- The market town of Bourne, Lincolnshire, England -
THE FOUR MAIN STREETS of Bourne, North Street, South Street, West Street and Abbey Road, converge in the town centre. This was once the market place, the hub of the community, scene of sheep fairs, processions, regimental marches and various gatherings, not least the celebrations to mark Queen Victoria’s Diamond Jubilee in 1897 and the proclamation of King George V from the steps of the Town Hall in 1910.
For centuries, a friar’s cross stood on the west side of the market place. It was eight-sided and the richly carved shaft was 10 ft high on a base above threes steps. It was regarded as a place of sanctuary and was used for making proclamations and sometimes for preaching to the people of Bourne. In 1782, John Wesley, the English evangelist and founder of Methodism, stood on its steps to preach his new message of hope which heralded a movement of moral and social reform in the British Isles. The cross was taken down in 1803 but in 1860, a large ornamental drinking fountain was erected in the market place in memory of the Victorian philanthropist John Lely Ostler who had died the previous year.

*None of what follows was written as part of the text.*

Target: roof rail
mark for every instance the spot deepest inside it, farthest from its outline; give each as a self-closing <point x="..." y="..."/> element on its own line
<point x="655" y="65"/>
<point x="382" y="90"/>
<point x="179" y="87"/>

It functioned intermittently as a fountain over the years but the monument remained in place until 1960 when its interference with the increasing flow of vehicles through the town centre necessitated its removal and it can now be seen in the town cemetery in South Road.
Traffic flows at this point continued to cause concern and crossing the road is now a most hazardous undertaking. Various schemes have been tried to regulate the traffic flows at this most dangerous intersection which is currently controlled by traffic lights with a central island protected by metal barriers for pedestrians caught while crossing West Street but there are still accidents, usually involving heavy vehicles that should have been banned from using this route long ago. The most obvious solution to maintain the through flow of traffic has obviously not occurred to the county highways department and that is a roundabout that would cut the queues of vehicles waiting at the various sets of traffic lights at a stroke as it has at problem junctions in many towns twice the size of Bourne.
This view of the town centre is probably the best that Bourne has to offer, a magnificent facade of period architecture reflecting our changing history. The building in the centre with the colourful hanging baskets is the Burghley Arms, one of our historic hostelries dating back to Elizabethan times, with the Town Hall on the right, built in 1821 and therefore Georgian, and on the other side is Lloyds Bank plc, an example of Victorian Gothic dating from the late 19th century.
The town centre was once the market place and in those days, before the arrival of the internal combustion engine, the only power came from man and beast and so it was not only a quiet place to be but also a safe one. Today, it is difficult to capture a traffic free view and I took this shot after waiting for some time to find a gap in the flow to ensure there were no lorries and vans in sight. Even though it was almost 6pm, the volume of vehicles passing through on what is in effect one of Britain's trunk roads, the A15, was quite astounding and serves as a constant reminder of the urgent need Bourne has for a north-south bypass.